1st Sunday of Lent C

“My father was a wandering Aramean.”  These words from the first reading recount the words spoken as a sacrifice is given at the Temple.  More importantly, it the Hebrew Scripture’s way of saving in the Bible the answer to a very important question posed every Passover by the youngest child to the Father.  “Why is this night different from every other night?”  “My father was a wandering Aramean,” begins the long explanation of the rescue of the Israelite slaves from their oppression in Egypt.  The exodus gave and gives identity to the entire Jewish people.  That is why it does not say that Jacob’s father was a wandering Aramean or Abraham’s father was.  All the people claimed that story as their own, for it is the time they knew they were chosen by a loving God as a chosen people. Everyone belonged to this story – everyone’s father was a wandering Aramean, and thus a people were forged.

Jesus, who as a child asked the question at Passover to Joseph is to form a new people of God based on a new kingdom.  To do so, he must share in the story of humanity; to be truly a human being who lived, loved, lost, exalted and cried with us. He cannot form a people from the outside, he must be one of us to build the kingdom of God.  That is the daring promise of the incarnation.

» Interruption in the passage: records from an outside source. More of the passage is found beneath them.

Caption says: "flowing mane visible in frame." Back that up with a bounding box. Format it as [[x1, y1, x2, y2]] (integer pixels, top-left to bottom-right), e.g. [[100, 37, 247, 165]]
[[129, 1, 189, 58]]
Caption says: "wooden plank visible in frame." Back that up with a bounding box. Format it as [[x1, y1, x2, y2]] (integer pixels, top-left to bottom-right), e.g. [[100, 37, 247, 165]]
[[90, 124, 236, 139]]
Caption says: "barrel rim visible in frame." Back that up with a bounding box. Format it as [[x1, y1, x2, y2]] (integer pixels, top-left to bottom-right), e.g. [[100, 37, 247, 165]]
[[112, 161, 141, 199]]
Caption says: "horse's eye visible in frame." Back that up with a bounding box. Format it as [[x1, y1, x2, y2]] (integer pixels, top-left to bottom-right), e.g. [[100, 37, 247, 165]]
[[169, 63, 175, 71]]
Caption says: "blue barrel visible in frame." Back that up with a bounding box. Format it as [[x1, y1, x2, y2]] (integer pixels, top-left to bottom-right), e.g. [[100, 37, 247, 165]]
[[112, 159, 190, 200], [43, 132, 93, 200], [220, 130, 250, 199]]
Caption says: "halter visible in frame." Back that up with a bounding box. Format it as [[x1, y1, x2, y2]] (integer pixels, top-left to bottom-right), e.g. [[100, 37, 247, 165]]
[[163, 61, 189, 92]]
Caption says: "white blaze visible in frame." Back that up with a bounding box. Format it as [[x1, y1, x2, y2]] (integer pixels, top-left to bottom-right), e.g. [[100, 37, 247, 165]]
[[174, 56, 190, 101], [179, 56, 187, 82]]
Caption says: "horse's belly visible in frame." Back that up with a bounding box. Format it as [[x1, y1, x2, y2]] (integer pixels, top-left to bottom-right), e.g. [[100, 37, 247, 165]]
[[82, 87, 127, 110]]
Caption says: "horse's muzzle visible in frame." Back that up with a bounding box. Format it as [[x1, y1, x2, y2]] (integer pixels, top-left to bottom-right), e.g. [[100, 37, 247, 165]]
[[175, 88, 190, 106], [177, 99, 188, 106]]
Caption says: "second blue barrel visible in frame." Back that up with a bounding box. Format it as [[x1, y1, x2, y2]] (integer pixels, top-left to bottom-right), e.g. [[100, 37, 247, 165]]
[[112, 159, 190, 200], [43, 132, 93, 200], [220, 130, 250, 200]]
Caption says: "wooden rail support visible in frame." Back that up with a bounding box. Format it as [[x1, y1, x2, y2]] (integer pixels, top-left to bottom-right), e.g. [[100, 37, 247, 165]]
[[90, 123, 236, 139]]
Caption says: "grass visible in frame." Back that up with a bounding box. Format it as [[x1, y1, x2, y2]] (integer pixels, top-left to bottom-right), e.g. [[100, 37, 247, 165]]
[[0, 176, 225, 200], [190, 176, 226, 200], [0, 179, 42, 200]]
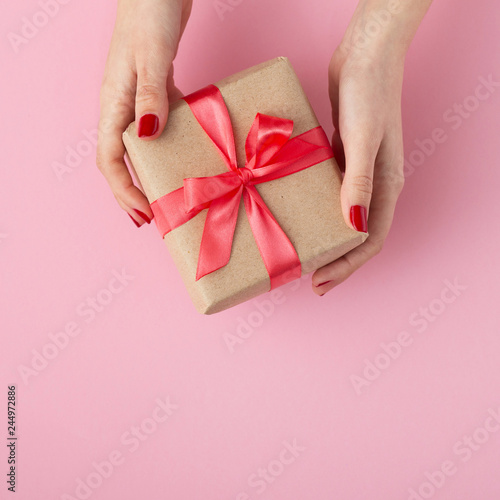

And that is through that lens through which to see the temptation scene.  After all, isn’t each temptation of the devil for Jesus to abandon his humanity?  You just fasted for 40 days, the devil says.  If you are the Son of God, turn this stone into bread.  And surely Christ can do so, but he chooses to be hungry like us.  At the cost of worshipping the devil, he can have power over the world that should belong to him anyway, but he rejects the power over others for the sake of the power to serve others.  And surely angels would rescue him if he were to fall off the Temple, but Jesus has become human not to avoid suffering, but to embrace it all the way to the cross.  He would not be much of a human if he did know pain; we could not identify with him if he were invulnerable. He is not God masquerading as a human. He carries the same burdens, but with more grace, care and understanding.  He is one of us.  A new people of God can be born.

And because he identified with us in our humanity, we can identify with his divinity.  Through confession on our lips and belief in our hearts, we are saved. “For there is no distinction between Jew and Greek; the same Lord is Lord of all, enriching all who call upon him.”  Every barrier is broken so we can be one with God.

This new people of God is now formed by identifying with Christ as Christ identifies with us.  But to truly understand the depth of the identification, one must start where Jesus starts – with the lowliest, the forgotten and discarded.  He identifies with those we might easily dismiss as not one of us, to exclude from this new people.  But Jesus’ identity with them makes it impossible for us not to include the least of our brothers and sisters.  So we no longer tell our story by saying, “My father was a wandering Aramean.”  We now say, “My father is homeless and shivering in the bone chilling cold of last night.”  “My brother is a poor immigrant living in fear each day.”  “My sister is an addict and needs the gift of hope.”  “My brother is gay and does not know if he will be accepted by our church.” “My sister is divorced and fears there is no room for her at our table.”  “My child is bullied and feels he is getting smaller each day.”

We will truly not be there until we shed a tear when others cry, until we rejoice in the laughter of others, until we feel their pangs when others’ hunger.  But if we can do this, then we will join Christ in the seat of mercy for we will see each other as Christ sees us.  Then we will truly established as the new and chosen people of God.